Sampling methodology was also typically based on sparse sampling of a large rock mass.

“0.05% of all the rocks on a mine site are actually sampled in traditional approach,” Job says.

“We end up sampling 26-27% via various technologies. So about one in four rocks.

“And we can do it non-invasively in real time, so it gives you this unprecedented accurate knowledge of the actual rock mass that you’re extracting.

“Scanning in real time gives the geo an opportunity to run more scenarios to optimise their extraction sequencing, and it means they’ve always got a plan so the machines [operators] know exactly where they’re digging next so there’s no idle time.”

Job says the veracity of data fed into the information loop guiding physical operational activity is obviously critical.

“It’s very important for us to have commercial grade, very reliable, very repeatable and auditable AI results,” he says.
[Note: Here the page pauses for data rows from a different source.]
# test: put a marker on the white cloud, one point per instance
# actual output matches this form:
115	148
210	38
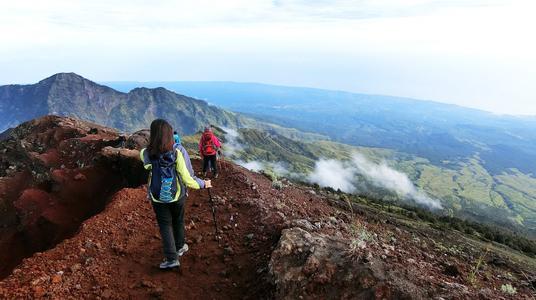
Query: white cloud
251	165
332	173
474	53
341	175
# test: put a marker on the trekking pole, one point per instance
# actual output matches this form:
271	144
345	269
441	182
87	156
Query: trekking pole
214	215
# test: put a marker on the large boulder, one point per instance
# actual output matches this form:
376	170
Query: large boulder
138	140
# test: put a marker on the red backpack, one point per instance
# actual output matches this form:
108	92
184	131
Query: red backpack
208	145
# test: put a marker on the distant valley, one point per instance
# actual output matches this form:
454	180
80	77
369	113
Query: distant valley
477	165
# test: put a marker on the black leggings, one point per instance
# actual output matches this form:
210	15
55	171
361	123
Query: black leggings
170	218
210	159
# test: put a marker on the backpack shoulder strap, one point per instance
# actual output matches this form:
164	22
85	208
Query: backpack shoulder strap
144	156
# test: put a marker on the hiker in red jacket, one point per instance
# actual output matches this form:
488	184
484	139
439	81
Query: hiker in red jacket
209	147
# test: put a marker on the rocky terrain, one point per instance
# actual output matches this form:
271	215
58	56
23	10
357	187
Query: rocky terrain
75	223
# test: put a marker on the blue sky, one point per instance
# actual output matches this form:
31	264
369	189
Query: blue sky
473	53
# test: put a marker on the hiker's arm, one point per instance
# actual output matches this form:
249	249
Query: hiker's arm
184	174
201	147
189	167
216	141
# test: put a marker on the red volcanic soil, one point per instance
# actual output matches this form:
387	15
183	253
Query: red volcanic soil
287	242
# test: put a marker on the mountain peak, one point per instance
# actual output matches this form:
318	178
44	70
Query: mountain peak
65	77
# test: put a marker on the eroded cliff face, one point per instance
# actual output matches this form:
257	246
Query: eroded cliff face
75	222
55	173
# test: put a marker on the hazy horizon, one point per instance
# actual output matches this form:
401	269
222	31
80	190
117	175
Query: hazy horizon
472	53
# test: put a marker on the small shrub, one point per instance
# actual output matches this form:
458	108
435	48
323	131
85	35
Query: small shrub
278	185
508	289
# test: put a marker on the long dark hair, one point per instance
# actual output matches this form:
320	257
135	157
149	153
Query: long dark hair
161	138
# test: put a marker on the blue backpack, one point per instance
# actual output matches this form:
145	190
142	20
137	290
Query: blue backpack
165	182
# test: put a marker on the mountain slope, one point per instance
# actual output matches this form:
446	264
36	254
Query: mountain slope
282	242
69	94
432	130
465	188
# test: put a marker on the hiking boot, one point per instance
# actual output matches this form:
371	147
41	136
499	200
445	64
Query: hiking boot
182	250
169	264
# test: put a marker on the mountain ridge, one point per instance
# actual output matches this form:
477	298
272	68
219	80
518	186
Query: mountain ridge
73	95
276	241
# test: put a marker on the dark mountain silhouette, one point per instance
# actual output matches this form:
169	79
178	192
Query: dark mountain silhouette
75	223
69	94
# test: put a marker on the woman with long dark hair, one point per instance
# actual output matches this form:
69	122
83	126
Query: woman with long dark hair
167	185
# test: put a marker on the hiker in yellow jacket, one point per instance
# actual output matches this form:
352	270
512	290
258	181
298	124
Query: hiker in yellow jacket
167	185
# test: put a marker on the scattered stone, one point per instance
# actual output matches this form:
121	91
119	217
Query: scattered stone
228	251
451	270
56	278
80	177
39	292
147	284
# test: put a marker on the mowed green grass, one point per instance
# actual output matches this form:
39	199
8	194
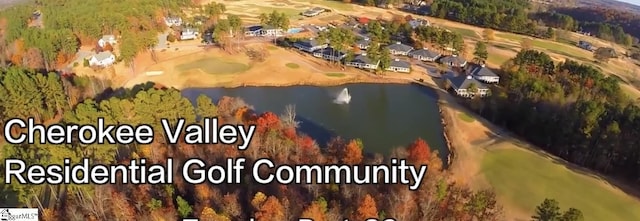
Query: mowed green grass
524	179
213	65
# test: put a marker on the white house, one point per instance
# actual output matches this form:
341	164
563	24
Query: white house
309	45
363	62
463	85
107	39
481	73
329	54
398	65
173	21
188	34
102	59
399	49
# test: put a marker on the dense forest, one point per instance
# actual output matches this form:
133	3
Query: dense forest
569	109
64	101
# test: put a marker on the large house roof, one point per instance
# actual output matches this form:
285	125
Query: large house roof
399	47
479	70
308	43
453	60
425	53
400	63
363	59
465	81
103	55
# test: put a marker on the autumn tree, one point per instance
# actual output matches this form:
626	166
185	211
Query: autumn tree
353	153
419	151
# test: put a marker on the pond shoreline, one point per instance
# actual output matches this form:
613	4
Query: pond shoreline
444	121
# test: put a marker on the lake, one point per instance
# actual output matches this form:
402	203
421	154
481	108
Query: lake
383	116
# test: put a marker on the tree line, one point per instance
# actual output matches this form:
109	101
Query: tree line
569	109
276	138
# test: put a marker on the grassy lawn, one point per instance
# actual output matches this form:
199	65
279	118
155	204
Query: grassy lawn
465	117
337	5
467	33
335	74
292	65
212	65
524	179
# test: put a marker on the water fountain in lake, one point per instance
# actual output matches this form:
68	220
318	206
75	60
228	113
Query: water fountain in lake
343	97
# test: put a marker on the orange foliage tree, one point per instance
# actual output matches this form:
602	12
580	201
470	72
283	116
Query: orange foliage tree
419	152
353	153
314	212
367	209
271	210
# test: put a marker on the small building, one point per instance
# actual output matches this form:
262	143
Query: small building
107	39
453	61
188	34
330	54
399	49
102	59
173	21
425	55
414	23
483	74
309	45
254	30
363	44
398	65
467	86
363	62
585	45
313	12
271	31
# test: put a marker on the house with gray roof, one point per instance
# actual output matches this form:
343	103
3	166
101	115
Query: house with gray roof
482	73
107	39
425	55
363	62
309	45
453	61
363	44
398	65
330	54
102	59
467	86
399	49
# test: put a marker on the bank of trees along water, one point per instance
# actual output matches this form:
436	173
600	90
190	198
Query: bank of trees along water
569	109
70	100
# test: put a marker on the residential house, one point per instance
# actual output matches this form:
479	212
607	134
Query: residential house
399	49
309	45
188	34
363	44
330	54
107	39
102	59
414	23
483	74
425	55
254	30
453	61
398	65
173	21
271	31
313	12
363	62
467	86
585	45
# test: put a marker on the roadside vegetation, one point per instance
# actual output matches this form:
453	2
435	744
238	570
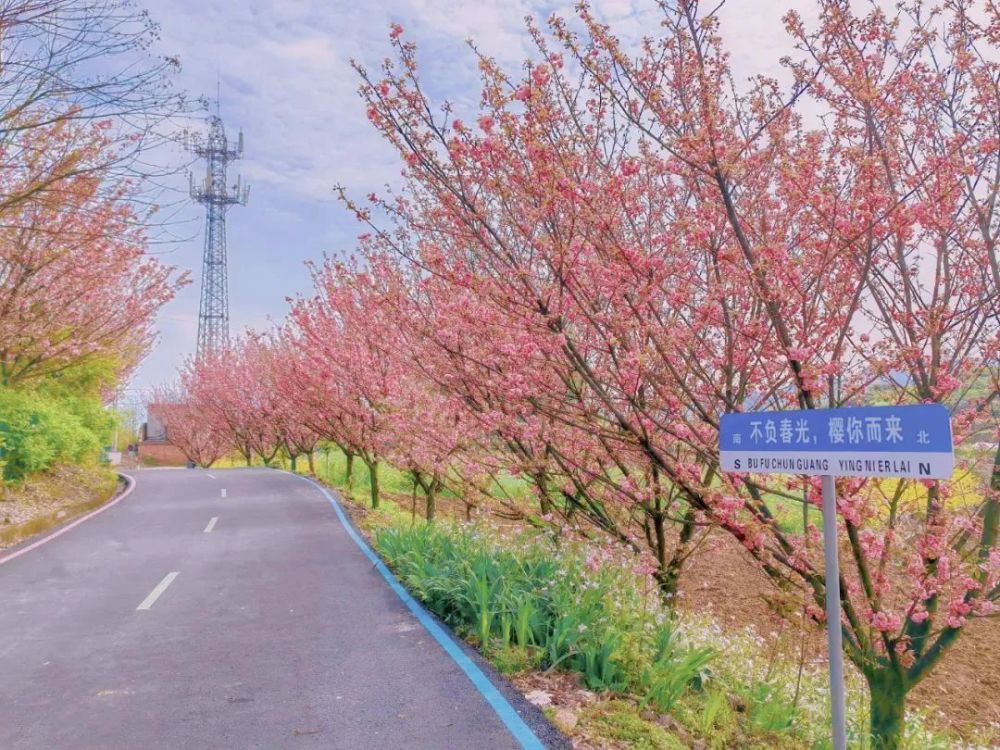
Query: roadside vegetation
608	249
582	630
78	290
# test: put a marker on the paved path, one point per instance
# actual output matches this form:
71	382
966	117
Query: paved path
222	609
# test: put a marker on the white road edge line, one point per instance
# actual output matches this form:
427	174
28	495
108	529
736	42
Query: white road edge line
150	600
59	532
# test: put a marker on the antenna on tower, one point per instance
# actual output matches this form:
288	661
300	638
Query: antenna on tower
217	196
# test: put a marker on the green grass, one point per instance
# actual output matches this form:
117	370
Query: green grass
531	604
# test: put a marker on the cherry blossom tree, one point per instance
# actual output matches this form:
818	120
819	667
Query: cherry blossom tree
200	439
76	282
664	247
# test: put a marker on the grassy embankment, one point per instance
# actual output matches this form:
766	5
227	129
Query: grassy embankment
44	500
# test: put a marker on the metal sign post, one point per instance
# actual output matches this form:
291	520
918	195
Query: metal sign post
834	635
887	441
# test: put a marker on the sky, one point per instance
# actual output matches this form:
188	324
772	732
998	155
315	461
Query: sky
283	67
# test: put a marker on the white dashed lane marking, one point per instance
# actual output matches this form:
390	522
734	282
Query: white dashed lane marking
150	600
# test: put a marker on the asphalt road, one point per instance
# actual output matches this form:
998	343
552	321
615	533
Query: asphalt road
153	626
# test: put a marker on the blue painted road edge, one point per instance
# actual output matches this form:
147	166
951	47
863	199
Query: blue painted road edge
514	723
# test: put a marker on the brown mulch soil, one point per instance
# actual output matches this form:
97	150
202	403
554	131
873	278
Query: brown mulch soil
46	500
963	688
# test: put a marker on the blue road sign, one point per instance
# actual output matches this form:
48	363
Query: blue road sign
887	441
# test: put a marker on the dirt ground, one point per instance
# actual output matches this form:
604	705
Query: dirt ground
48	499
964	687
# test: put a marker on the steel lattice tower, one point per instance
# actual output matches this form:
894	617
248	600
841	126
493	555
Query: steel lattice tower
217	197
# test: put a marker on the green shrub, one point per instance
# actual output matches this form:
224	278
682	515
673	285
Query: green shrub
38	429
522	596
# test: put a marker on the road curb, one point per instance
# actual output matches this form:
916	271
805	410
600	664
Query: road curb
458	652
28	545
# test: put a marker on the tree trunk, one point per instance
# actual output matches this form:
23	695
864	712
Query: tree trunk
431	500
669	574
349	471
542	483
373	473
888	711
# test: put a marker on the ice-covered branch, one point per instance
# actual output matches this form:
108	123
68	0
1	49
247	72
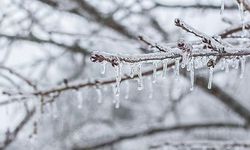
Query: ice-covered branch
215	145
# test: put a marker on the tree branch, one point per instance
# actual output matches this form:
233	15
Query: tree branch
156	130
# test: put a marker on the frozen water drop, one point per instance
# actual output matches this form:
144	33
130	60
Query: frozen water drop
132	71
118	79
165	68
127	89
210	80
177	68
140	79
103	67
227	66
155	64
117	102
150	88
242	64
192	74
99	95
79	98
185	58
222	7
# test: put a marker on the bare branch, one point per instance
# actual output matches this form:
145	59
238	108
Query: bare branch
152	131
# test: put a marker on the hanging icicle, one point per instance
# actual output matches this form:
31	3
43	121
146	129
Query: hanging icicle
99	95
155	65
150	88
227	65
103	67
192	73
118	79
79	98
132	70
243	65
165	68
242	17
140	79
117	102
210	80
127	86
222	7
177	68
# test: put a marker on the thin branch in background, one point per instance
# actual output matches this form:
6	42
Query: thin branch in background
12	135
155	130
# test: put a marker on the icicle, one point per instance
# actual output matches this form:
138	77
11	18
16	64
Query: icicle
192	74
197	63
236	63
99	95
127	89
118	79
185	57
210	80
154	72
204	60
117	102
222	7
177	69
54	111
243	65
223	64
132	71
227	66
103	67
79	99
150	88
165	68
140	80
241	9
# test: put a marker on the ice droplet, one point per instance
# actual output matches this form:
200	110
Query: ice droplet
223	64
222	7
177	68
241	9
99	95
236	63
103	67
165	68
197	62
150	88
54	110
185	58
79	99
192	74
118	79
243	65
140	79
127	89
155	64
210	80
132	71
117	102
227	66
“One of the things that we do is take a small percentage of samples – about 10% – and do our own laboratory assessment on those as part of our audits, checks and balances, and we use that for two things. One to provide the client with an assurance that there’s a second independent method – checking the checking of some of these results – that they maintain their reliability and usability. And then the second thing is it enables us to increase our … training data, which of course then enhances our models even further.

“It’s a function of ordinance and governance processes that we’ve built to give our system that commercial grade of reliability.”